Plastic has been used commercially for almost 120 years and at scale since the early 1950s. About half goes to landfill and a significant amount is “irresponsibly discarded” and leaked into the environment.
At least 8 million tonnes of plastic ends up in ocean waters each year, and unless plastic consumption and behaviour improves markedly, there will be more plastic than fish in the ocean by the end of the century.
Some statistics about the size of the problem include: 1,500 plastic bottles are thrown away every second and over five trillion pieces of plastic reside in oceans.
Plastic pollution causes substantial harm, through air pollution from incineration, microplastics in sea spray and dust in cities.
Plastics enter fresh and marine ecosystems via stormwater runoff, sewer overflows, litter and other routes. They might be in their original form or become microplastics (<5mm) and nanoplastics (<100nm), and can be ingested by marine life, or suffocate and entangle marine animals.
The impact on soil health is also being increasingly understood, and recent research shows that agricultural soils face higher amounts microplastics than oceans, causing problems with soil aggregation, water holding capacity, microbial activity and toxicity.
Its impact on wildlife is broad, including affecting natural habitats, through animals ingesting plastic, inadequate absorption of nutrients for plants, entanglement and injury, genetic mutations and possible effects on reproduction.
Issues affecting human health include endocrine disruption and insulin resistance, reproductive health, cancer, weaker immunity and lung irritation.

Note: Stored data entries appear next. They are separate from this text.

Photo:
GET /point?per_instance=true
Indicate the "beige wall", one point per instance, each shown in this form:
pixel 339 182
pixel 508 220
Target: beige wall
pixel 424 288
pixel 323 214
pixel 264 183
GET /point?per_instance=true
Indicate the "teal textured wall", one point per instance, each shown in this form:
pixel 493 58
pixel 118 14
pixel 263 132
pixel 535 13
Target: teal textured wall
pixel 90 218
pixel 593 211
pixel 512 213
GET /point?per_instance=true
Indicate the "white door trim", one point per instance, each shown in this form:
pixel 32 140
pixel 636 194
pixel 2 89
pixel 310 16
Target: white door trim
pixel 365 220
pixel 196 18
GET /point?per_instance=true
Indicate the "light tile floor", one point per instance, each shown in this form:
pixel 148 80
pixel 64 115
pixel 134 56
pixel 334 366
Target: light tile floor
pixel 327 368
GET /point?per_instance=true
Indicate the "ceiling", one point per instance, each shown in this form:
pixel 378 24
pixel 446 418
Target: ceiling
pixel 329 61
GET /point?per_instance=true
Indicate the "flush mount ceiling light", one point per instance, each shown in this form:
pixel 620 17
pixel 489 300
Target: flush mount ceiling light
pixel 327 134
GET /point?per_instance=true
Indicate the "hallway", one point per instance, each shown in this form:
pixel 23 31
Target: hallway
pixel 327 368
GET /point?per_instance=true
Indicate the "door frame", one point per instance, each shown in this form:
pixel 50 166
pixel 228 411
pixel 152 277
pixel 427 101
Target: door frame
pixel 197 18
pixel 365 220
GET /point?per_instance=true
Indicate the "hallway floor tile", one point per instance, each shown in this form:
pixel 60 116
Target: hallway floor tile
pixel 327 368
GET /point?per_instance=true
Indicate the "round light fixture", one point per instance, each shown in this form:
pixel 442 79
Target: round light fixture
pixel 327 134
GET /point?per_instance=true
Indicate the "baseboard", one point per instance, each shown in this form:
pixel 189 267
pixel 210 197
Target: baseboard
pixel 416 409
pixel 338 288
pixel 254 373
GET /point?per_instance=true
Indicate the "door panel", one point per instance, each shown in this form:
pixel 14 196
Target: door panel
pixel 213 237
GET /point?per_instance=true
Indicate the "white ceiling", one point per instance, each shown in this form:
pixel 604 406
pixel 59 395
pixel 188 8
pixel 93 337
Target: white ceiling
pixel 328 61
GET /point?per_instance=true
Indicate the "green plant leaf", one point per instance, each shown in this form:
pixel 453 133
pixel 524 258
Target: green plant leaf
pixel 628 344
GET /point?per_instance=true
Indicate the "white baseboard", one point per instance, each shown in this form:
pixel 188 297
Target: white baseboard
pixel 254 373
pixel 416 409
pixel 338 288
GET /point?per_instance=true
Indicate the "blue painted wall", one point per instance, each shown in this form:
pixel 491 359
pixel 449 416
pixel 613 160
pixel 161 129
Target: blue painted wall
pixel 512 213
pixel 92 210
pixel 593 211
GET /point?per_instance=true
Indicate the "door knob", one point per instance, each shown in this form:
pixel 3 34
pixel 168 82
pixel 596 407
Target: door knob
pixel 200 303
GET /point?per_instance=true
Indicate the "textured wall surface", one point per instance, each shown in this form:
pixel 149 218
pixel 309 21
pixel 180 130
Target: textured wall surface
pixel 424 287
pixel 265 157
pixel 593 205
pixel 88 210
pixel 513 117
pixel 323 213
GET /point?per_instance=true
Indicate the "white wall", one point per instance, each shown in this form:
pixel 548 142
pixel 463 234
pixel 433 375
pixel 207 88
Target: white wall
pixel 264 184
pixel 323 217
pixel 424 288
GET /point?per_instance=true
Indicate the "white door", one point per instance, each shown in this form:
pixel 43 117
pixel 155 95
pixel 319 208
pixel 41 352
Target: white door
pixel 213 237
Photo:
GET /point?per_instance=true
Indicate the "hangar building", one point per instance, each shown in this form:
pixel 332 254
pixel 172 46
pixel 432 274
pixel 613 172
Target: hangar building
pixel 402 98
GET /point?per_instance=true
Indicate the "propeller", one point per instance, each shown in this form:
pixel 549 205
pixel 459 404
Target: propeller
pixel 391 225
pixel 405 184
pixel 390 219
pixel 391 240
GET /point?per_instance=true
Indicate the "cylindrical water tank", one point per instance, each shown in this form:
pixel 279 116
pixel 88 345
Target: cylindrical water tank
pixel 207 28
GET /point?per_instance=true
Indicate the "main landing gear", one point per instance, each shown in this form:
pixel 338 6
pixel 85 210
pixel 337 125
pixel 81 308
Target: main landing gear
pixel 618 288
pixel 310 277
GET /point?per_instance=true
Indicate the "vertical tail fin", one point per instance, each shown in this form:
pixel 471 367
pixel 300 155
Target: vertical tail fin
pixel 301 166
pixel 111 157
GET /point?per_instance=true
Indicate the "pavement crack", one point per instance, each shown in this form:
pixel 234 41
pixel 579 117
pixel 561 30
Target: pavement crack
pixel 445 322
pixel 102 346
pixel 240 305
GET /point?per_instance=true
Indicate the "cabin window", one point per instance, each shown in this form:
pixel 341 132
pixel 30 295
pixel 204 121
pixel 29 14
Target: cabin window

Plastics’ impact on climate change is also being recognized. Incinerated plastic reportedly generated almost 6 million CO2e in 2015 in the US alone and is forecast to grow to 49 million per year by the end of the decade. Landfill generates emissions, although less than incineration. Plastic production adds to global warming. In the US, it creates 232 million metric tons of greenhouse gases each year, and this will exceed emissions from coal-fired generation plants in the country by 2030.
BNP Paribas focuses attention almost solely on recycling as a solution to the problem, in investing in more recycling infrastructure whilst acknowledging constraints from feedstock security and economic viability. It mentions alternative plastics and bioplastics but does not mention reuse and refill.